The Bizarre and Baffling Case of Brian Austin Green and Megan Fox

F*cking Upwards, Vol. I

In which we examine the life and career of phenomenally mediocre men who have managed to land women infinitely hotter and far more successful.

In this Installment:

The Bizarre and Baffling Case of Brian Austin Green and Megan Fox

Megan Fox Pictures

Relationship History

Brian Austin Green began dating Megan Fox in 2004, when her career consisted of guest turns on Two and a Half Men and uncredited extra work. Green was the bigger star, and so, their relationship, while clearly unusual, was nothing extraordinary.
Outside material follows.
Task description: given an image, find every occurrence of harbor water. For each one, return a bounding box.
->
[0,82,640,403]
But as Fox’s career skyrocketed with Transformers and Jennifer’s Body, Green’s kept scraping rock-bottom. Yet on June 24, the pair finally tied the knot (after two engagements and Megan losing a massive diamond ring). No viable explanation has yet been found.

Career Highlights

Green’s star turn came on ’90s phenomenon Beverly Hills, 90210 where he played the hopeless homeboy David Silver: a kind of Vanilla Ice-manque, perpetually clad in baggy jeans and sporting some form of Jew-fro fade, Brian Austin Green was the least cool cast member of an already epically uncool cast. Sample his work on the show and reel in horror. (Keep in mind, this isn’t community access—this is from a highly-rated, near seminal, network television show.)

Green has also appeared in such films as Combat Sheep, Unwed Father and Laws of Deception (directed by Joey Travolta).

Much like Drake, who quickly shed the insipid kiddie shit of Degrassi to became one of the hottest names in hip-hop, Green…Green is nothing like Drake. He did, however, release a rap album, 1996′s One Stop Carnival. We have not managed to listen to this auditory horseman of the apocalypse in full, but we do trust AllMusic when they call the album a “lock for the short list of worst rap records ever made.”

Let’s take a look at a sample lyric, from the single “You Send Me.”

I’m takin’ love from the bottom of my heart
And wrappin’ it well, then watchin’ it sail thru the parks
I’m tired of bein’ a human being in the dark
Capsizin’ like the lonely man’s ark
From dip to dip, my eyes fantasize ’bout the thighs

From lip to lip, autumn love fell from my eyes
Thinkin’ about the prize I let slip on by
Suddenly wringin’ out these “why?”s that won’t come dry
She’s got the style and finesse that’s
Far from sleazy, easy casual sex acts

Clearly there are no answers to be found in Green’s career, only more questions. Perhaps the answer lies in Megan Fox.

Possible Explanations for the Relationship

Fox has proven herself to be batshit crazy on more than one occasion.

She also has toe thumbs.

You watched that video, right? Even if Megan Fox had a toe head, there’s no viable explanation for this pairing.

Mitigating Factors

None

Conclusions

There is little to be learned here: Clearly the whim of celebrity is a pathology unto itself.